Organizers offer pointers on picking the right program for your child.

It’s hard to start thinking about summer when the kids aren’t even out of school. But it’s never too early to start planning activities such as day camps, many of which open registration before spring break.

With a wide range of camps in a broad array of categories—the arts, sports and STEM to name just a few—it can be hard to figure out how to choose the right one. Many camp organizers suggest getting input from your child.

“Start talking to the kids about what is interesting to them,” advises Christine Hill, director of continuing and professional studies at the Columbus College of Art & Design. CCAD offers weeklong, half-day workshops for students in grades 1-12. The camps include traditional painting, printmaking, drawing, digital media, film and video, and fashion design.

“Parents should be mindful of the things kids enjoy that they haven’t had a lot of time to enjoy throughout the school year,” Hill recommends. “What have they always wanted to do and haven’t had the chance to try, or what skills do they want to improve on now that they have the time?”

How much say should your child have in the final decision? Wendy Frantz, summer camp coordinator for the Columbus Recreation and Parks Department, says age often is the determining factor. “It’s dependent on the child, but a 6-year-old may not get as much of a vote as a 9- or 10-year-old,” she says. “But take time to go through a camp guide with your child and let them pick out different activities that might interest them.”

CRPD offers camps at sites all over the city, with themes including sports, horseback riding and even Columbus police and fire exploration.

Rhonda Tipple, an Ostrander mother of two, likes to choose a camp based on the learning component. “I feel like it’s a great experience whenever I can provide fun that involves learning,” Tipple says.

Her 10-year-old daughter, Mia, has enjoyed the camps at the Stratford Ecological Center in Delaware and the Columbus Zoo and Aquarium. Tipple is also sending her 3-year-old son, Jake, to the Stratford Ecological Center this summer. “It’s a self-sustaining farm, and they’ll teach the kids about recycling and reusing,” Tipple says. “The kids will make bread and pie, and collect eggs. They start them at a young age.”

Before signing up for a summer program, be sure to do some research. The American Camp Association recommends checking for ACA accreditation, which the organization says “means that a camp cares enough to undergo a thorough peer review of its operation—from staff qualifications and training to crisis management.” Other good questions include finding out what kind of training the counselors undergo, whether staff members are required to have background checks, and the ratio of counselors to campers.

Another thing to consider: the refund policy. “It sounds crazy, but especially when you are signing up in advance, know if they are hanging onto the fee,” Hill says. “We [at CCAD] don’t charge a fee until you are one week out of the class. Know the hidden costs of a program. Are you going to be buying materials or equipment to participate?”

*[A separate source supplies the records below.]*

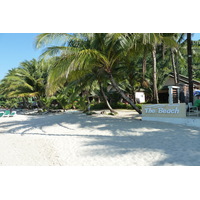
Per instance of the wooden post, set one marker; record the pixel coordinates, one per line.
(189, 51)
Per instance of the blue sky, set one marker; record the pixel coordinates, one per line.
(18, 47)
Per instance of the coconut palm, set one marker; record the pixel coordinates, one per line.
(28, 80)
(88, 51)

Sometimes, camp can be a good way to test out subjects of interest for a child’s future. The PAST Foundation, located near the Ohio State University campus, has a variety of summer offerings through its Bridge Program—most of them STEM- and arts-focused. “Everything we do is designed thinking and solving a problem or challenge,” says Andy Bruening, Bridge Program director. “At the end of each week, there’s always a presentation of learning. I like to tell parents these types of camps help prepare their kids for a career. They’ll explore and see things that may become their job in the future. Kids might want to learn more about coding or Lego robotics. Our camps give them a lot of experiences.”

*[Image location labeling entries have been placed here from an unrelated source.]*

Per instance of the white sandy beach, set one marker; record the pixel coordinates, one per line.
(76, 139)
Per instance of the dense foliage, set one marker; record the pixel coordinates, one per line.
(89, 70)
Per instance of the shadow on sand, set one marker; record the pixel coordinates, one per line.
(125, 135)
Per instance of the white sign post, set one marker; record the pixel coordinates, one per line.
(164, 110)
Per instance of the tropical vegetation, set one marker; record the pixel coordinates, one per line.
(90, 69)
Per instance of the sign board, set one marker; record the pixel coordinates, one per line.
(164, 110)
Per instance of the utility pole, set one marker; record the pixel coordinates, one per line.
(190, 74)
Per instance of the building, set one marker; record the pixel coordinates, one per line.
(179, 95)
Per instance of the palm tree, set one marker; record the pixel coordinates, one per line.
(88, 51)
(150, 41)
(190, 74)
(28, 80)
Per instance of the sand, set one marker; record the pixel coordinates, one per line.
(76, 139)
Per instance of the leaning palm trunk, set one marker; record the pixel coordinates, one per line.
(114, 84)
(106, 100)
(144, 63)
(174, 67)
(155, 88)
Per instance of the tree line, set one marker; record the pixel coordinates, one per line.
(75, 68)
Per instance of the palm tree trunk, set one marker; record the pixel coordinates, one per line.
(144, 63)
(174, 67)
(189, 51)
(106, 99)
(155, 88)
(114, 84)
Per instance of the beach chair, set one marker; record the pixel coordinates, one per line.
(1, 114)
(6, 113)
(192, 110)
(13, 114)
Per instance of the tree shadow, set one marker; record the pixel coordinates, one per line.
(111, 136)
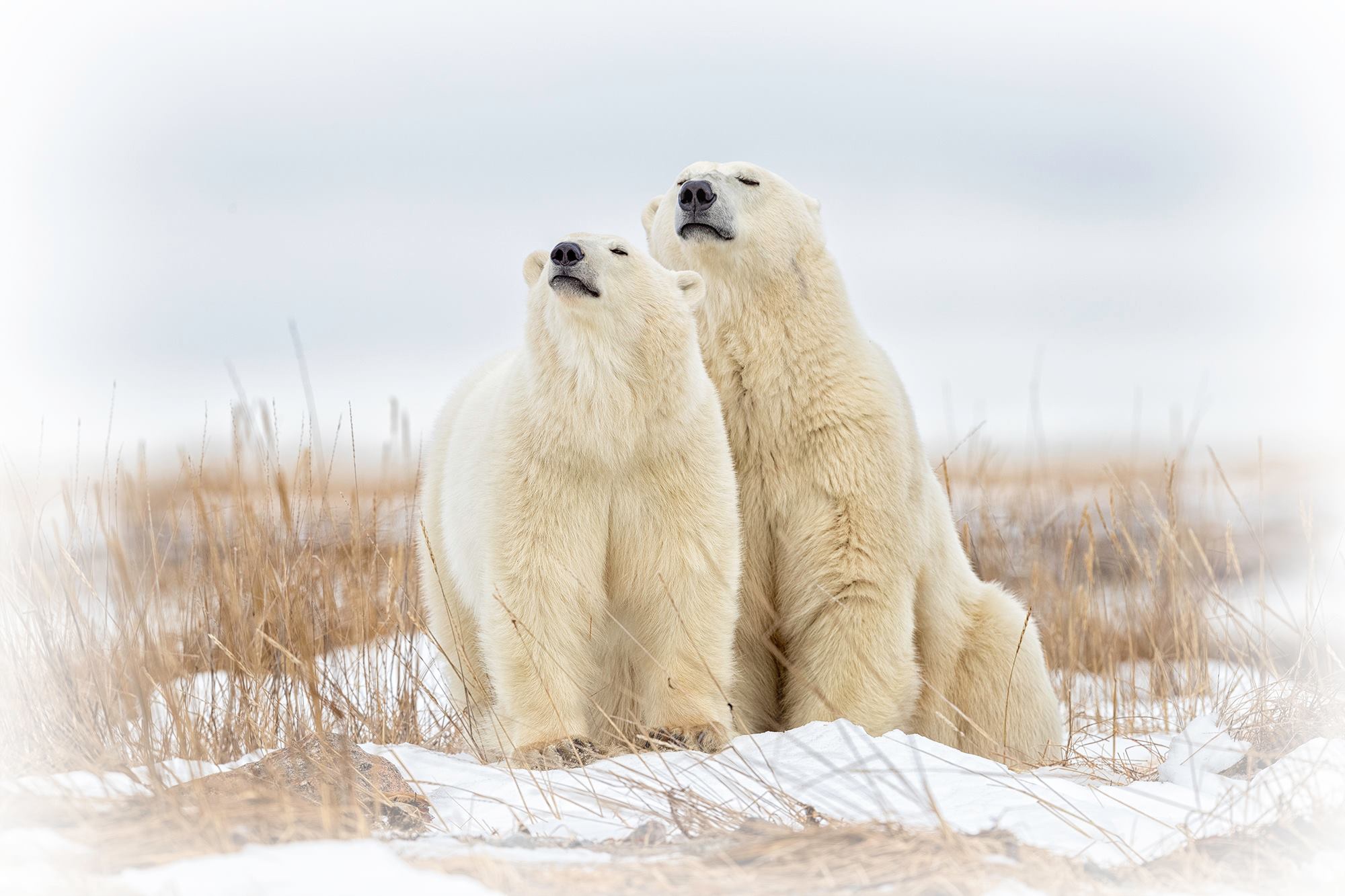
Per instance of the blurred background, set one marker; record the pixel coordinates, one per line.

Whether they’ll attend for just a week or for the whole summer, Frantz of CRPD encourages parents to talk to their children about adjusting to camp. “It’s like going to school,” she explains. “Talk to them about what will happen. If your child has anxiety, visit the site with them before you go. Many of our camps are at the local community centers.”

And, while summer programs can keep kids active and even provide full-time care while school’s not in session, some organizers advise parents not to fall into the overscheduling trap.

“I do think during this summer period, it’s important for kids to have structured time doing something,” CCAD’s Hill says. “But if you are pushing them to do something too similar to their academics, you might be teaching them to not love school. Balance that with time the kids are not structured, when they can dig into reading a book or playing with friends. Kids need some time to decompress.”